LLM A/B Testing Framework

Model selection in production is often based on benchmarks that don’t reflect real-world workloads, or worse, on team preference. A model that scores highest on a generic benchmark may underperform for your specific domain — legal text, medical records, code generation — while costing 5-10x more than an adequate alternative. Without controlled experiments on actual production traffic, teams overpay for capability they don’t need or under-invest in quality that matters.

The core challenge is isolating model performance from confounding variables: different request types, varying user expectations, and non-deterministic LLM outputs. Naive comparisons (run model A for a week, then model B) conflate temporal effects with model quality.

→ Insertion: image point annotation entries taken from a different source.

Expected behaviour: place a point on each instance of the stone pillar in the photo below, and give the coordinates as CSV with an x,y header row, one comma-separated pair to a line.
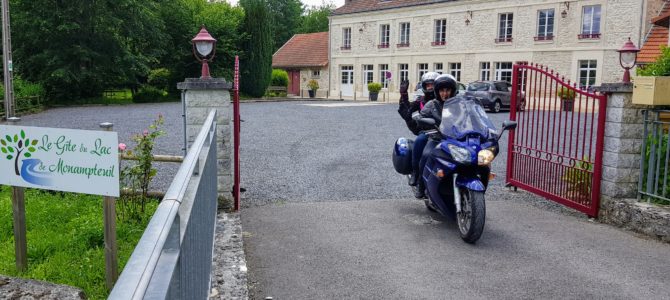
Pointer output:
x,y
199,96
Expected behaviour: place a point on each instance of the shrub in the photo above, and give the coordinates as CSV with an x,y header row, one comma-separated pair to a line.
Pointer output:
x,y
159,78
313,85
374,87
279,78
149,93
566,93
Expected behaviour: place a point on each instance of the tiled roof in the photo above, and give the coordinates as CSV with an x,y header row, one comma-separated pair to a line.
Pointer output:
x,y
303,50
658,35
356,6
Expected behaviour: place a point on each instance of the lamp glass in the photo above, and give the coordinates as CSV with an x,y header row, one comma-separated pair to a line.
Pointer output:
x,y
628,59
204,47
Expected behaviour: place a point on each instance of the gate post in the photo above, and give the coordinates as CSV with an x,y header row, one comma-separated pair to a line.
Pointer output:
x,y
199,96
621,151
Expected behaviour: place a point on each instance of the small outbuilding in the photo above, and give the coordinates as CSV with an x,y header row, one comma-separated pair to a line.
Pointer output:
x,y
304,57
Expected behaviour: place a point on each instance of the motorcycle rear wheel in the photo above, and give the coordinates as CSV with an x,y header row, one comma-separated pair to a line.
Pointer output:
x,y
472,216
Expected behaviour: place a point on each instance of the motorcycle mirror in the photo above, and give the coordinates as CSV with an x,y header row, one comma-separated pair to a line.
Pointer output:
x,y
509,125
427,121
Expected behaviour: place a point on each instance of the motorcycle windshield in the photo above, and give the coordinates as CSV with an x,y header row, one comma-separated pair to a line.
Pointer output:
x,y
462,116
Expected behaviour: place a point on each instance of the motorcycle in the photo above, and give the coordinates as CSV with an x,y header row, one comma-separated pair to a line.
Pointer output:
x,y
456,163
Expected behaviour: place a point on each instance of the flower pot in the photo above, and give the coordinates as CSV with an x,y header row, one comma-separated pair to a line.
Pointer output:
x,y
567,104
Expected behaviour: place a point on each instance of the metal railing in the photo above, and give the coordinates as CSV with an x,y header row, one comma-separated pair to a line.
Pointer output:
x,y
173,258
654,173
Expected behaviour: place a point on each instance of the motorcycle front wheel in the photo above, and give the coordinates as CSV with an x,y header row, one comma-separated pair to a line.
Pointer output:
x,y
472,215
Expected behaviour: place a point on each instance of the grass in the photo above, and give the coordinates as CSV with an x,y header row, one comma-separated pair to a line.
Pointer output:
x,y
65,239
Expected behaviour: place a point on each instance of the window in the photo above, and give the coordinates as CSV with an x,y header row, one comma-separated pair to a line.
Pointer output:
x,y
384,31
438,68
455,70
440,32
368,74
590,22
346,38
404,72
587,73
485,71
505,28
404,35
423,69
383,70
504,71
545,25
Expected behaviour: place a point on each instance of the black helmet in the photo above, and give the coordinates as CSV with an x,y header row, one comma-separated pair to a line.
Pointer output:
x,y
429,77
445,81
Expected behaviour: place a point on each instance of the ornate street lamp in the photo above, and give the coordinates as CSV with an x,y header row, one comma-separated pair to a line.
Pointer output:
x,y
627,58
204,45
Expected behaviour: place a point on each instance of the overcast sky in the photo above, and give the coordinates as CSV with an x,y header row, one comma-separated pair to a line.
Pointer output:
x,y
337,3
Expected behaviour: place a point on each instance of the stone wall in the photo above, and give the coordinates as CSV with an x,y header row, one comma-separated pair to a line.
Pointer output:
x,y
201,96
475,43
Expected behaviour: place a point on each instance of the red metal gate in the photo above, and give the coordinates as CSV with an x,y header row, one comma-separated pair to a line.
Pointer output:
x,y
556,149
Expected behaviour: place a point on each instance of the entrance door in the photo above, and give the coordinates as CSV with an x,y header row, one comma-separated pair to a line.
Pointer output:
x,y
347,81
294,84
368,75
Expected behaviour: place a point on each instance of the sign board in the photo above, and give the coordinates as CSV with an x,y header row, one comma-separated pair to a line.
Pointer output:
x,y
80,161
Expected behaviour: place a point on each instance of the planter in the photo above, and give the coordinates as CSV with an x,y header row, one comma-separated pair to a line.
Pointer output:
x,y
567,104
651,90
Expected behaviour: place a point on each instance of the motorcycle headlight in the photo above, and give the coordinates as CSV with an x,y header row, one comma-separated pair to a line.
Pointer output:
x,y
485,157
459,154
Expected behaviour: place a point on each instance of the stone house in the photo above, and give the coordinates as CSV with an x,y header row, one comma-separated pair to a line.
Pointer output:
x,y
388,41
304,57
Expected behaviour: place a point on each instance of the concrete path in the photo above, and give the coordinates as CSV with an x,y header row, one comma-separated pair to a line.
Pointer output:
x,y
396,249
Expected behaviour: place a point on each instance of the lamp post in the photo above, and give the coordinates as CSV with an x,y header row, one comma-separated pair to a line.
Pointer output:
x,y
627,58
203,46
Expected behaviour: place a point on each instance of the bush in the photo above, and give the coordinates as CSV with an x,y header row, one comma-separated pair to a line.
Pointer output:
x,y
313,85
279,78
374,87
159,78
149,93
566,93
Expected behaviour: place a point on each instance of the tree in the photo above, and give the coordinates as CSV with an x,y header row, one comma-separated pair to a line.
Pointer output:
x,y
286,17
257,65
316,19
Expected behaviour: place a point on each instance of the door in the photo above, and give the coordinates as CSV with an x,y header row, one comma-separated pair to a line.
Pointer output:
x,y
347,81
368,76
294,84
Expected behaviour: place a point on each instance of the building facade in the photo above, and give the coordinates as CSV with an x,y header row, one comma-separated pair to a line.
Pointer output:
x,y
389,41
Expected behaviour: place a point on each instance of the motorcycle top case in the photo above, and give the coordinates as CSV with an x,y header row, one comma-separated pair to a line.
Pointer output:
x,y
402,156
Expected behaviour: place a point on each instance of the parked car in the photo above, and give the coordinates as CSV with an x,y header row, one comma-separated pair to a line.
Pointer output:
x,y
495,95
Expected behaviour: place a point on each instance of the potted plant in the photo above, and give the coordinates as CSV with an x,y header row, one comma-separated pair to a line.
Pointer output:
x,y
312,85
567,96
373,89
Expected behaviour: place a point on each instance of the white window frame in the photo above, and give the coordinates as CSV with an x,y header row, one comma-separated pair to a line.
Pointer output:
x,y
590,17
505,27
503,73
405,30
384,35
455,70
383,68
346,38
403,73
438,67
546,23
485,71
440,32
591,70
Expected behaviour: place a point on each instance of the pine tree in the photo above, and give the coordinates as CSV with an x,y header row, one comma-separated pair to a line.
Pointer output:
x,y
257,64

An A/B testing framework solves this by splitting traffic simultaneously, using consistent hashing so each user sees the same variant throughout the experiment, and applying statistical tests (Welch’s t-test) to determine winners with quantified confidence levels.

Solution Architecture

Beluga AI’s unified llm.ChatModel interface means models from different providers share the same API, making A/B comparison straightforward — no adapter code per provider. The traffic splitter uses consistent hashing (MD5 of user ID) for stable variant assignment, OTel metrics track latency, token usage, and cost per variant, and statistical analysis determines winners with confidence intervals.

graph TB
    A[User Request] --> B[Traffic Splitter<br>Consistent Hashing]
    B --> C[Model A<br>GPT-4o]
    B --> D[Model B<br>Claude Sonnet]
    C --> E[Metrics Collector]
    D --> E
    E --> F[Statistical Analyzer<br>T-test, Chi-square]
    F --> G[Experiment Results<br>Winner + Confidence]
    H[Experiment Config] --> B
    I[Dashboard] --> G

A/B Testing Framework

Implement controlled experiments across models:

package main

import (
    "context"
    "crypto/md5"
    "encoding/binary"
    "fmt"
    "log"
    "sync"
    "time"

    "github.com/lookatitude/beluga-ai/llm"
    "github.com/lookatitude/beluga-ai/schema"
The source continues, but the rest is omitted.